Voici l’histoire qui est arrivée à l’un de mes amis. J’étais chez Cighélio l’imprimeur et un monsieur me demande si je le reconnais. Je cherche dans ma tête et tout à coup il dit : « On a fait du bateau ensemble ! ». Mon Dieu ! Cela fait des années que je n’avais vu François. Je lui dis que je me suis demandé plusieurs fois ce qu’il était devenu. Comme je dois partir et qu’il a des choses à faire, on convient d’un rendez-vous pour le lendemain. C’est là qu’il me raconte une histoire qui finit bien et cele m’a fait tellement de bien que je me dois de la transcrire :
– Je suis devenu professeur d’école, j’ai fondé une famille, ma femme a divorcé…

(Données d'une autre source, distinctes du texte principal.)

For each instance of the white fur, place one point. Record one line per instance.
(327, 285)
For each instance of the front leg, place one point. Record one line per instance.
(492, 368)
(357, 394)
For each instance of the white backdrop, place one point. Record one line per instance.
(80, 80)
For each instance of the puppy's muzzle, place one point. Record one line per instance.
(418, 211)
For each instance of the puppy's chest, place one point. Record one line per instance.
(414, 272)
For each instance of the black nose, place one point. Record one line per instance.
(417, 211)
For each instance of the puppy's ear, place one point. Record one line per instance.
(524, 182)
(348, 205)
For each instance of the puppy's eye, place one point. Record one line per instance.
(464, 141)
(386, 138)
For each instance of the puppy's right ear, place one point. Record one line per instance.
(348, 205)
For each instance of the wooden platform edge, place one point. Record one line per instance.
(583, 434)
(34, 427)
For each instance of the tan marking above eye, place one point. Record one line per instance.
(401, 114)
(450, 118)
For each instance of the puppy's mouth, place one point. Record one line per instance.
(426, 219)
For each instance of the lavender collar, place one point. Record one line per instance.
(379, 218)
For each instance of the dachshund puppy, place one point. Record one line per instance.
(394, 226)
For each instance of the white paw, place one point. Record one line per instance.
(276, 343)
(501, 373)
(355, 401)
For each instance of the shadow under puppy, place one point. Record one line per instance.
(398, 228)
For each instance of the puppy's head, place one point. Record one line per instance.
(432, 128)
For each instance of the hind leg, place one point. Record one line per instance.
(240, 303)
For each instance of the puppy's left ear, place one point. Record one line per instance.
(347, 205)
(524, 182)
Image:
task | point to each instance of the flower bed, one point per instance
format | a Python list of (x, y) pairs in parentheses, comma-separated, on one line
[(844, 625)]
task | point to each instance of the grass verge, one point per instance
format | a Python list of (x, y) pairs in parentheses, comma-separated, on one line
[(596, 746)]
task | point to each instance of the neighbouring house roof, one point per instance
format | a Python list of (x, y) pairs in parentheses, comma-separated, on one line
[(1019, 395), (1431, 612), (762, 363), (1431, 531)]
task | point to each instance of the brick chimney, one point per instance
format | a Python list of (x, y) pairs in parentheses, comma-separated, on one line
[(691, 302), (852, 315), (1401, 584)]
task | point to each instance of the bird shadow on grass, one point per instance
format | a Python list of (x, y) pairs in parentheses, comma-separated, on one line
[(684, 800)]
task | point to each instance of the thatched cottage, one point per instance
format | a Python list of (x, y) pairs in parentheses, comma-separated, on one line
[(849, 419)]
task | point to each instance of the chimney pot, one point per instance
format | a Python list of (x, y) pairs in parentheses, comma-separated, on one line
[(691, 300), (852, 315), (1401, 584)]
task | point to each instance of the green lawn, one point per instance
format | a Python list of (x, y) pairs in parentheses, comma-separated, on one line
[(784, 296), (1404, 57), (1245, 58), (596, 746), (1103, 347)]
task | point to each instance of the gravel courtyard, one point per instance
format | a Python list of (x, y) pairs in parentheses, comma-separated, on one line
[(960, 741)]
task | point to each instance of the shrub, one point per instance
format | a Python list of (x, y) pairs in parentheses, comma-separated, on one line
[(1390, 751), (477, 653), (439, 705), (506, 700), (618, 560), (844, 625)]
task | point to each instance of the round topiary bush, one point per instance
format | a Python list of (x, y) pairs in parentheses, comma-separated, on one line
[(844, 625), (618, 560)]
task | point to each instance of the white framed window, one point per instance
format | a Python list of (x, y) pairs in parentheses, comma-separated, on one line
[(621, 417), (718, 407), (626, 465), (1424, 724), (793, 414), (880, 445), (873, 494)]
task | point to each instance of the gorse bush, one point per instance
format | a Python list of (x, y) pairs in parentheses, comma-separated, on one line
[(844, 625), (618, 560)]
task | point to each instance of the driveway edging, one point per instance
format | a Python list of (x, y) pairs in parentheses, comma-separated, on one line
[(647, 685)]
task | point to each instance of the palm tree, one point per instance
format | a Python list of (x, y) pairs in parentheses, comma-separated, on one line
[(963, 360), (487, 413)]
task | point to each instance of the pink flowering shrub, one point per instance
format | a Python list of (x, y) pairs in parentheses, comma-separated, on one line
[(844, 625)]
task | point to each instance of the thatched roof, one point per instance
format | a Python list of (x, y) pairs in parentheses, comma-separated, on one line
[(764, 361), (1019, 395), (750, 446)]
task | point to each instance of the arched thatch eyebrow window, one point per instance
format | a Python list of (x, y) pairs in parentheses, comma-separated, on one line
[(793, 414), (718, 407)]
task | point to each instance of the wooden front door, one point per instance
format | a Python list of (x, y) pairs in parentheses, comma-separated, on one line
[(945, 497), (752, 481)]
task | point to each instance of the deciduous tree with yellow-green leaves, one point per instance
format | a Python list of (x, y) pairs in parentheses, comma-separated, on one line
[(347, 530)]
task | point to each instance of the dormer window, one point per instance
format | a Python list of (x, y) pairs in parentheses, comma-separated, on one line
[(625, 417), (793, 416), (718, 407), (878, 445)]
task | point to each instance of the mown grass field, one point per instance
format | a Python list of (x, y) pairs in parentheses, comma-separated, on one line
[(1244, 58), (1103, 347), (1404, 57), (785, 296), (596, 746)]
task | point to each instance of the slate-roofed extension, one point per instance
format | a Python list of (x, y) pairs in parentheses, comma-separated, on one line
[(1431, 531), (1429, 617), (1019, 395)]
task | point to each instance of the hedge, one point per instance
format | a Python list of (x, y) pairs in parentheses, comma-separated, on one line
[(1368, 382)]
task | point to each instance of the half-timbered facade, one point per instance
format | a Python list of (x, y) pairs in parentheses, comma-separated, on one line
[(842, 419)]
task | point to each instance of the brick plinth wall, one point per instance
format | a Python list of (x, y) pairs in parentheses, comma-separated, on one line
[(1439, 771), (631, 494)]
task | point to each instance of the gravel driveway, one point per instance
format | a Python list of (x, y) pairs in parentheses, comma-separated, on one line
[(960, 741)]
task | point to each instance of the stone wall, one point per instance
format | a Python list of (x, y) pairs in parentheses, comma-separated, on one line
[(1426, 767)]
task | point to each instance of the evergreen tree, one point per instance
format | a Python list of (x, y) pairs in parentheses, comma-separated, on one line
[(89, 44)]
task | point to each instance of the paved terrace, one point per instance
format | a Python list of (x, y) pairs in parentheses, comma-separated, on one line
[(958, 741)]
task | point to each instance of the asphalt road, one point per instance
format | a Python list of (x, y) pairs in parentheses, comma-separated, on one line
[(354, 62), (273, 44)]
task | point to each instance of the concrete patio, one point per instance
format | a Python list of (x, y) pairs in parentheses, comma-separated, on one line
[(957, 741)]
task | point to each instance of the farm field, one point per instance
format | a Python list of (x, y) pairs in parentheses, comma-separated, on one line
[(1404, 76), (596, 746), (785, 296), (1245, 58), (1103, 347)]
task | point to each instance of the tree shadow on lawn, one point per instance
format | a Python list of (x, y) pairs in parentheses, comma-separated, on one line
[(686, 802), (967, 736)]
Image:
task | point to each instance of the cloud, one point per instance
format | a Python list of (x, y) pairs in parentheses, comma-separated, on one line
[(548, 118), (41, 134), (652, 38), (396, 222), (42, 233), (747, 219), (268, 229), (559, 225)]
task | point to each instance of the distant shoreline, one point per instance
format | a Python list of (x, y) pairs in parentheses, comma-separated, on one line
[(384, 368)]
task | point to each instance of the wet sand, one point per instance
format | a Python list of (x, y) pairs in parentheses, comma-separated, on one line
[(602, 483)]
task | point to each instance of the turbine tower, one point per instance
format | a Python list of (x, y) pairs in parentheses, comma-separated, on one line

– C’est toi ou c’est elle ?
– C’est elle.
– Elle travaillait à mi-temps et je faisais la cuisine, les courses, et elle était quand même débordée. Comme elle était amie avec la responsable du département de l’enseignement, cette dernière m’a mis à la porte de l’école. À cette époque il y avait pléthore de professeurs et je n’ai trouvé de place que dans le canton de Vaud, puis cela a été à Fribourg, en Gruyère. Dans le premier cas, les élèves étaient en retard d’une année par rapport à ceux de Neuchâtel et dans le second, ils avaient une année d’avance parce que c’était des fils de paysans, des bosseurs. Je me rappelle le cas d’une fille qui trouvait que paysan était le pire métier du monde et que son village était le dernier des endroits où l’on pouvait habiter. Son père m’a demandé d’aller discuter avec elle.
– Quand je suis arrivé, la maison est comme celles d’avant où l’on entrait par la cuisine. C’est la grand-maman qui m’a reçu et m’a dit que le fils était à l’étable et qu’il fallait l’attendre. Je lui ai demandé où c’était et elle a répondu que bien habillé comme je l’étais, je ferais mieux d’attendre. Je lui ai répondu que dans un étable il y avait des vaches et qu’il le savait. La dame n’arrivait pas à le croire, mais finalement m’a montré comment m’y rendre.
– Arrivé sur place, le papa de mon élève trayait les vaches. Je lui ai demandé si je pouvais l’aider. Là aussi, il a été surpris. Je l’ai rassuré en lui disant que les vaches c’était comme le vélo : « On n’oublie pas ». Il m’a montré une vache qui ne voulait pas être traite par une machine, on s’est bien entendus et j’ai fait ma part. Quand on a fini et qu’on est rentrés dans la cuisine, tout le monde était au courant. J’ai vu mon élève et lui ai dit : « Ton père fait un métier formidable, il nourrit le monde ! » J’ai vu que dans l’esprit de la fillette la chose prenait forme et depuis, j’ai été le meilleur professeur que la terre ait porté !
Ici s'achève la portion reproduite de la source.